Explanatory studies that rely on quantitative data should 
generally not rely exclusively on students' own reports of such 
factors. Such studies shoula also include instruments directed 
to teachers, administrators, and parents. For example, teachers 
or curriculum coordinators might be asked about the availability 
and use of particular instructional materials, local curriculum, 
or specific instructional practices. 

A structural model that postulates cause-effect relationships 
to account for variation in student achievement should be used 
in selecting background questions. The model can also guide 
the analyses directed to identifying the sources of individual 
and group differences in achievement and the relative impact 
of these sources. Background variables about students seek to 
explore the relationship between students' background and home 
environments and achievement and attitudes. For example, 
information might be requested about the students (age, gender, 
race or ethnicity), indicators of family environment, parental 
encouragement, and attitudes toward school assignments in 
the subject matter being assessed. Information sought from 
teachers might include information about their teaching experience, 
availability and use of particular instructional materials, local 
curriculum, and classroom environment. School administrators 
might be asked for data on school factors believed to influence 
student achievement, such as instructional time, student enrollment 
and attendance, and programs in the subject area. 

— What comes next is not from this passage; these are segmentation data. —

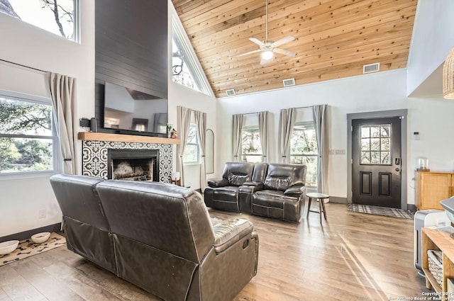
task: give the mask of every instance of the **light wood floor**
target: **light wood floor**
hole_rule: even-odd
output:
[[[321,227],[319,215],[306,220],[306,211],[294,224],[210,210],[248,219],[259,234],[258,274],[235,300],[384,301],[428,290],[414,265],[412,220],[332,203],[326,212]],[[0,301],[159,300],[65,247],[0,267]]]

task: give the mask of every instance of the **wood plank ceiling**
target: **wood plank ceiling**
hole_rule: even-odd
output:
[[[260,64],[248,39],[265,39],[265,0],[172,0],[216,97],[406,67],[417,0],[268,0],[269,39],[296,38]]]

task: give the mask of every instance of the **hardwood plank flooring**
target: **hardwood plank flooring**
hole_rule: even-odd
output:
[[[350,212],[333,203],[322,225],[313,212],[295,224],[209,212],[250,220],[259,234],[258,274],[236,301],[385,301],[429,291],[414,268],[412,220]],[[62,247],[0,267],[0,301],[16,300],[160,299]]]

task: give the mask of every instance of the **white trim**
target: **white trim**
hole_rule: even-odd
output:
[[[187,52],[189,52],[189,57],[187,57],[187,59],[189,59],[191,61],[191,63],[196,67],[196,69],[194,71],[197,73],[197,74],[196,75],[199,77],[199,79],[201,81],[200,84],[203,86],[201,86],[201,88],[205,90],[205,91],[201,91],[200,92],[204,94],[209,95],[210,96],[214,97],[214,93],[213,93],[213,89],[211,89],[211,86],[210,86],[209,81],[206,78],[206,75],[205,74],[204,69],[200,64],[199,58],[197,57],[197,55],[196,55],[196,52],[194,50],[194,48],[192,47],[192,44],[191,43],[191,41],[189,41],[189,39],[187,38],[187,34],[184,30],[184,28],[183,27],[182,21],[179,19],[179,16],[177,13],[177,11],[175,10],[175,8],[173,6],[173,4],[170,5],[170,6],[172,7],[171,11],[172,11],[172,30],[170,30],[171,40],[173,38],[172,31],[175,30],[177,32],[177,34],[178,35],[178,37],[180,41],[182,42],[182,44],[184,44],[184,46],[185,46],[184,50]],[[172,53],[172,49],[170,50],[170,53]],[[170,57],[170,62],[172,62],[172,57]],[[172,69],[172,63],[170,64],[170,68]],[[172,70],[170,70],[170,74],[172,74]],[[172,80],[172,76],[170,77]]]
[[[37,103],[40,105],[50,106],[52,109],[52,136],[46,135],[13,135],[8,133],[0,134],[0,137],[15,136],[19,138],[31,138],[31,139],[50,139],[52,140],[52,169],[46,171],[21,171],[12,172],[7,174],[0,174],[0,179],[16,179],[23,178],[36,178],[40,176],[50,176],[56,172],[62,170],[61,154],[60,151],[60,141],[56,130],[56,123],[54,116],[54,108],[52,99],[49,97],[39,96],[33,94],[26,94],[24,93],[16,92],[13,91],[0,89],[0,97],[4,97],[11,99],[16,99],[20,101]]]
[[[265,93],[279,91],[279,90],[288,90],[288,89],[298,89],[298,88],[301,88],[302,86],[325,84],[326,83],[333,82],[333,81],[349,81],[349,80],[351,80],[352,79],[355,79],[355,78],[358,78],[358,77],[360,77],[360,76],[374,76],[381,75],[383,73],[399,72],[402,72],[402,70],[406,71],[406,68],[401,68],[401,69],[392,69],[392,70],[380,71],[380,72],[368,73],[368,74],[358,74],[358,75],[353,75],[352,76],[343,77],[341,79],[328,79],[326,81],[315,81],[315,82],[313,82],[313,83],[299,84],[299,85],[288,86],[288,87],[285,87],[285,88],[270,89],[269,90],[265,90],[265,91],[257,91],[257,92],[249,92],[249,93],[243,93],[243,94],[237,94],[237,95],[236,95],[234,96],[216,97],[216,99],[223,100],[223,99],[228,99],[228,98],[241,98],[241,97],[244,97],[245,95],[260,94],[260,93]]]

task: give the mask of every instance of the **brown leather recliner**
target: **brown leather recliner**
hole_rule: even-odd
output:
[[[222,178],[208,180],[204,200],[208,207],[240,212],[238,188],[253,178],[253,163],[227,162]]]
[[[254,215],[299,222],[306,198],[306,165],[270,164],[263,189],[252,195]]]
[[[68,249],[116,274],[114,239],[96,190],[103,181],[66,174],[50,177],[63,214],[63,231]]]
[[[71,190],[60,187],[60,177],[65,184],[74,179]],[[89,177],[59,175],[50,181],[62,211],[71,218],[97,193],[101,203],[91,210],[105,214],[96,218],[107,222],[113,243],[90,236],[98,233],[91,225],[65,223],[67,234],[77,234],[67,236],[68,248],[75,239],[82,249],[95,244],[109,250],[118,277],[165,300],[230,301],[256,274],[258,236],[250,222],[231,219],[213,227],[201,195],[175,185],[84,178]],[[90,193],[86,182],[92,183]],[[89,251],[78,253],[91,260]]]

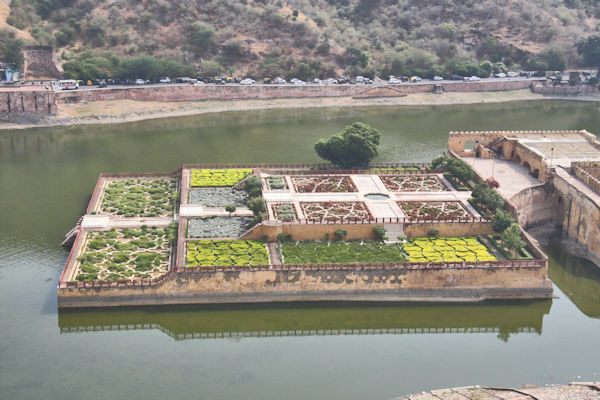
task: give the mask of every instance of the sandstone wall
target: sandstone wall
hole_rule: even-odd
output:
[[[41,113],[56,111],[56,96],[52,90],[6,89],[0,91],[0,113]]]
[[[59,307],[549,298],[546,267],[185,272],[152,287],[59,288]]]
[[[558,173],[554,177],[558,195],[556,212],[562,214],[563,232],[567,237],[587,246],[586,256],[600,265],[600,204],[567,182]]]

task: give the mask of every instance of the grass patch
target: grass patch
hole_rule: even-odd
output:
[[[104,189],[100,212],[124,217],[162,217],[173,213],[177,179],[126,179]]]
[[[252,174],[252,169],[192,169],[191,173],[192,187],[225,187]]]
[[[268,265],[269,253],[257,240],[198,240],[188,242],[187,266]]]
[[[399,245],[380,241],[281,242],[284,264],[406,261]]]
[[[496,261],[476,237],[411,238],[402,248],[410,262]]]

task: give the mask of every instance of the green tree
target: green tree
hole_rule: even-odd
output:
[[[595,33],[577,42],[577,53],[583,57],[583,62],[588,67],[598,69],[600,76],[600,33]]]
[[[502,233],[514,222],[515,220],[512,218],[512,215],[504,210],[497,209],[496,215],[492,218],[492,229],[494,232]]]
[[[380,136],[377,129],[355,122],[337,135],[319,140],[315,151],[319,157],[342,168],[367,167],[379,154]]]
[[[525,242],[521,240],[521,228],[517,224],[511,224],[500,235],[504,246],[510,250],[513,256],[516,256],[517,251],[525,247]]]
[[[195,52],[207,50],[213,44],[215,31],[202,22],[193,23],[188,30],[188,43]]]

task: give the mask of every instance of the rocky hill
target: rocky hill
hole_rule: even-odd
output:
[[[0,50],[54,45],[80,77],[444,75],[486,60],[562,69],[580,64],[574,43],[600,30],[597,0],[7,1]]]

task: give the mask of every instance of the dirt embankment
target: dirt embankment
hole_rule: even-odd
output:
[[[404,97],[353,99],[351,97],[229,100],[229,101],[133,101],[109,100],[77,104],[59,104],[56,115],[7,116],[0,129],[35,126],[112,124],[154,118],[179,117],[222,111],[262,110],[275,108],[363,107],[403,105],[446,105],[539,100],[545,97],[530,90],[501,92],[414,93]],[[18,119],[14,119],[18,118]]]

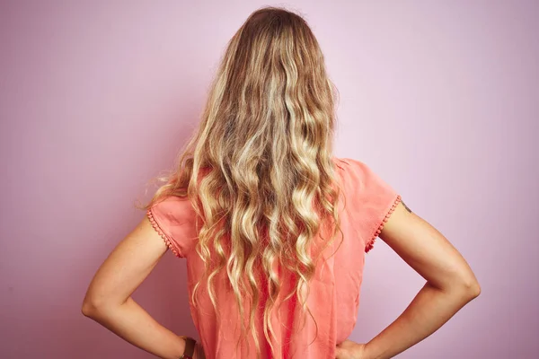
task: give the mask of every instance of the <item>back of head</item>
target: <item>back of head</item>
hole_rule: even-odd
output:
[[[207,264],[209,296],[216,305],[211,278],[225,272],[241,318],[243,308],[250,312],[250,328],[261,285],[270,296],[264,318],[271,313],[281,286],[274,264],[296,275],[290,294],[305,302],[300,293],[316,262],[312,240],[323,223],[337,223],[324,232],[328,243],[340,229],[335,93],[305,21],[280,8],[255,11],[229,41],[199,127],[153,200],[192,200],[204,219],[197,251]],[[271,328],[264,328],[270,341]]]

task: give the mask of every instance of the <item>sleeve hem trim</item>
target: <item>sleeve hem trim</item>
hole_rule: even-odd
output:
[[[151,208],[147,210],[146,215],[148,216],[148,219],[150,220],[150,223],[152,223],[152,227],[154,227],[155,232],[157,232],[161,238],[163,238],[167,247],[172,251],[172,253],[174,253],[174,256],[178,258],[182,258],[183,256],[181,255],[181,252],[176,248],[176,246],[174,246],[174,243],[172,243],[172,241],[169,239],[168,235],[161,229],[161,226],[157,223],[157,220],[155,219],[155,217],[154,217],[154,214],[152,213]]]
[[[367,245],[365,246],[365,252],[366,253],[367,253],[369,250],[371,250],[373,249],[376,238],[378,237],[378,235],[380,235],[380,233],[382,232],[382,230],[384,229],[384,225],[389,220],[389,217],[391,216],[391,215],[393,213],[393,211],[397,207],[397,205],[399,203],[401,203],[402,199],[402,198],[401,197],[401,196],[397,195],[396,198],[393,202],[392,206],[386,212],[385,216],[384,217],[384,220],[382,221],[382,223],[380,223],[380,225],[378,225],[378,228],[375,232],[375,233],[372,235],[372,237],[367,242]]]

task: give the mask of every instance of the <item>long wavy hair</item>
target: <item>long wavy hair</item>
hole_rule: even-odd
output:
[[[306,22],[283,8],[255,11],[227,45],[177,168],[146,206],[169,196],[190,199],[203,219],[196,250],[211,302],[218,313],[213,279],[225,271],[240,318],[249,311],[257,357],[263,292],[264,336],[275,353],[270,318],[282,283],[274,266],[296,280],[285,301],[295,295],[316,321],[306,297],[320,257],[314,253],[323,250],[312,242],[320,236],[325,249],[342,233],[332,162],[337,95]],[[242,320],[237,344],[246,334]]]

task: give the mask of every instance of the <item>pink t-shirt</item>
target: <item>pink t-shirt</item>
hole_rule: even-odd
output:
[[[316,325],[307,314],[306,324],[301,331],[296,332],[302,312],[299,305],[296,305],[296,301],[289,300],[278,311],[275,311],[272,323],[278,339],[273,343],[280,352],[276,355],[277,358],[335,357],[335,345],[345,340],[356,324],[365,253],[373,248],[384,222],[401,200],[395,190],[365,163],[349,158],[333,158],[333,162],[338,180],[346,197],[346,208],[343,209],[342,201],[340,204],[343,242],[335,255],[318,262],[310,284],[307,303]],[[222,280],[215,282],[219,317],[216,315],[209,298],[201,293],[206,293],[204,289],[198,292],[199,308],[195,309],[191,302],[190,294],[203,274],[204,265],[195,250],[196,215],[190,202],[187,198],[169,197],[154,205],[147,215],[154,228],[172,251],[177,257],[187,259],[190,313],[207,358],[256,357],[254,342],[250,337],[249,355],[246,346],[236,349],[237,337],[234,337],[234,333],[239,333],[241,321],[234,294],[225,285],[225,273],[223,273]],[[333,253],[340,241],[338,233],[327,253]],[[285,283],[285,293],[287,293],[290,286],[286,285],[287,278],[280,276]],[[270,358],[270,346],[263,335],[261,320],[257,320],[257,326],[261,333],[259,342],[262,358]],[[234,331],[236,328],[237,331]]]

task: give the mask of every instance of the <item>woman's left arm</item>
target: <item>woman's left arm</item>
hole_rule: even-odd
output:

Background information collected from students, teachers, 
and school administrators can be supplemented by data from 
other sources that provide economic and social indicators for 
the various nations participating in the study. Economic and 
social indicators can be related to student achievement in various 
sectors of the population (e.g., rural or urban) and can also be 
used to explore the relationship of student achievement to eco- 
nomic development, resource development, industrialization, 
political stability, and the like across nations. 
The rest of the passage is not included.